There’s really no reason, says Lodge, for customers to introduce additional
levels of complexity just to bring in another virtual machine platform that
doesn’t do anything that VMware doesn’t already provide.

Of course, not everybody sees things that way. Aaron
Hollobaugh, vice president of marketing for Hostway Corp., a provider of cloud
computing and hosting services, says that both Windows Server 2008 and the
forthcoming Windows Server 2012 platforms are going to lead to a lot of usage of Hyper-V
virtual machines because it will be able to handle 90 percent of most customers’
needs. Hostway is betting that as Hyper-V adoption increases, demand for cloud
computing services based on Hyper-V will increase accordingly.

As part of effort to bolster the appeal of Hyper-V, Hostway
this week released an OpenStack-compatible FlexCloud application programming interface
(API) for Hyper-V environments.
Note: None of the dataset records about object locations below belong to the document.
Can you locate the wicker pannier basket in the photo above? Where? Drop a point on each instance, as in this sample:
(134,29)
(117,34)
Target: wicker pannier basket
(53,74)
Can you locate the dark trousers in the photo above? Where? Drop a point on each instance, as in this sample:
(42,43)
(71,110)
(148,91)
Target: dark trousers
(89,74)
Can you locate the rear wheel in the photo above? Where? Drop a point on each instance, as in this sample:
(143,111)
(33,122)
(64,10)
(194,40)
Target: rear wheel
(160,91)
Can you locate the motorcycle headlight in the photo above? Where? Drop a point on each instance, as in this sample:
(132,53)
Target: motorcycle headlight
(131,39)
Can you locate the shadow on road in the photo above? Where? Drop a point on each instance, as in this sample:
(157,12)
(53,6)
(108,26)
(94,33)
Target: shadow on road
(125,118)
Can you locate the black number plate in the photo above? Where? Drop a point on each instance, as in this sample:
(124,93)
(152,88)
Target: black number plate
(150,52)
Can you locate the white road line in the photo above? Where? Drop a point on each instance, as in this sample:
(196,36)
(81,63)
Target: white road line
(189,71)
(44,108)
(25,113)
As OpenStack gains momentum, Hollobaugh says
customers will want to integrate the OpenStack management frameworks they adopt
on premise to manage their private cloud with cloud services based on Hyper-V.

Hollobaugh says that in the wake of the feuding between
Microsoft and the OpenStack consortium
, he expects that Microsoft will
eventually roll out its own API, but that could take a while.

In the meantime, solution providers will probably wind up
having to support all the major virtual machines platforms to one degree or
another. That may not be technically ideal, but it does at least create
cross-platform system management opportunities for years to come.